Metro Denver housing market holds its ground in February

Above-average snowfall and rising concerns about the coronavirus didn't put a damper on local home sales last month, according to the Denver Metro Association of Realtors.

Above-average snowfall and rising concerns about the coronavirus didn't put a damper on local home sales last month, according to a monthly update from the Denver Metro Association of Realtors.

"While the stock market struggled with fears of the spreading coronavirus, real estate stayed strong," said Jill Schafer, chair of the DMAR Market Trends Committee and a local Realtor, in comments accompanying the report.

Sellers in metro Denver listed 5,122 properties in February, up 5.6% from January and on par with year-ago levels. Buyers closed on 3,429 homes in February, up 3.16% from January.

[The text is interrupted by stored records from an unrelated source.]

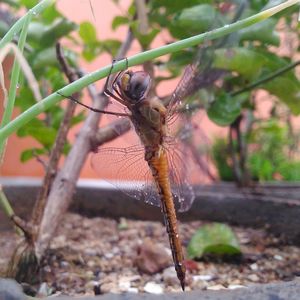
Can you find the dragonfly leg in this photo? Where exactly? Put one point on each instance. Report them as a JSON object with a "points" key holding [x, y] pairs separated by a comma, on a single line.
{"points": [[110, 88], [95, 109]]}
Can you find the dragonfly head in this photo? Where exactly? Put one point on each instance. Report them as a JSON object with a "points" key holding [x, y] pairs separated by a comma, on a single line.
{"points": [[135, 85]]}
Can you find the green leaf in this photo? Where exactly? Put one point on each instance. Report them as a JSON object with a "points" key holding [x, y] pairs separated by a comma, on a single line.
{"points": [[225, 109], [60, 28], [118, 21], [242, 60], [198, 18], [29, 3], [37, 129], [3, 28], [144, 39], [45, 58], [217, 239], [32, 153], [88, 32], [262, 31]]}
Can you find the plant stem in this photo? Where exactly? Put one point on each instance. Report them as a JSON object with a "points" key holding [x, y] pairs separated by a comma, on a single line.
{"points": [[135, 60], [19, 24], [9, 106]]}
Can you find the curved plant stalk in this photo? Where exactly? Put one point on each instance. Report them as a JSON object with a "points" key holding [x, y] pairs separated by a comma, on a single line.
{"points": [[9, 106], [135, 60], [32, 82], [20, 23]]}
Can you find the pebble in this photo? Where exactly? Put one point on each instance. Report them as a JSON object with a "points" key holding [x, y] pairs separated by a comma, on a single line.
{"points": [[278, 257], [203, 277], [216, 287], [254, 267], [253, 277], [153, 288], [236, 286], [169, 276]]}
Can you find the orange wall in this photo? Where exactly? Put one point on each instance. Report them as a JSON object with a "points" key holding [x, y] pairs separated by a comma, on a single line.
{"points": [[80, 11]]}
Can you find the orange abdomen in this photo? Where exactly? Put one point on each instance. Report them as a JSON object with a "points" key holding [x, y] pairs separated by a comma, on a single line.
{"points": [[160, 170]]}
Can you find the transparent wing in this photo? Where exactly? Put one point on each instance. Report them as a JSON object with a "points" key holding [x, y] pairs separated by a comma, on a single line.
{"points": [[182, 90], [127, 170]]}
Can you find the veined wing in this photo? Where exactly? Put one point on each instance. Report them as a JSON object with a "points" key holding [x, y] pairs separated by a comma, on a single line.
{"points": [[127, 170]]}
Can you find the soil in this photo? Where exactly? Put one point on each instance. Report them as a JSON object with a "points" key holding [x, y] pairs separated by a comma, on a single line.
{"points": [[101, 254]]}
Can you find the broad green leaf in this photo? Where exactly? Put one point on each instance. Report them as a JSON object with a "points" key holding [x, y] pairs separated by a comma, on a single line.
{"points": [[144, 39], [287, 90], [32, 153], [225, 109], [263, 32], [217, 239], [45, 58], [242, 60], [88, 32], [118, 21], [25, 99], [50, 14], [198, 18], [36, 31], [44, 135], [29, 3], [3, 28]]}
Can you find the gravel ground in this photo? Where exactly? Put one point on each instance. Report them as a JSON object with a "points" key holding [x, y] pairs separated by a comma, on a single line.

The number of listings available for sale in metro Denver at the end of February fell 2.5% from January and nearly 20% from year-ago levels to a tight 4,835.

Over the past two decades, the inventory of homes and condos available for sale has risen an average of 1.84% between January and February, not fallen, according to DMAR.

The increased competition caused new listings to sell faster and lifted home prices. The median number of days listings spent on the market went from 27 in January to only 12 in February, Schafer said.

The median price for a single-family home sold in February rose to $469,900, up 2.3% from January and 8.02% from last year. The median price for a condo sold in February rose to $315,000, an increase of 3.28% month-over-month and 5.35% year-over-year.

February, by most measures, was a good month for the housing market in metro Denver. What happens next is less certain.

In response to the spread of the coronavirus in the United States, investors have sold equities and piled into fixed-income investments. That had pushed down interest rates and on Tuesday, the Federal Reserve made a surprise 50-basis-point cut in its key benchmark rate.

Mortgage rates are now approaching record lows, creating a strong incentive for buyers to lock in a home. At the same time, those rates are low because bond markets are pricing in a higher chance of economic disruption, even a recession.

Buyers must juggle the desire to take advantage of improved affordability with the possibility that a slow down that could push down home prices or even push them out of a job. And in the short-term, there is the prospect of quarantines and other restrictions on movement if the virus spreads.

"If consumers can look past the uncertainty, the entry-level market will benefit the most from this trend as the monthly payment is of critical importance to this group," Ali Wolf, director of economic research at Meyers Research, said in a research note.

Nicole Rueth, producing branch manager of The Rueth Team in Denver, predicts low mortgage rates could accelerate demand in an already tight market.

"For the housing markets with tight inventories like Denver, the rate cut will indirectly lower mortgage rates further and aggravate a more intense seller's market," she said.

The equation is different for the luxury end of the market. Buyers of more expensive homes are more sensitive to losses in their stock portfolios, which have been heavy in recent days. They may decide to wait things out, Wolf said.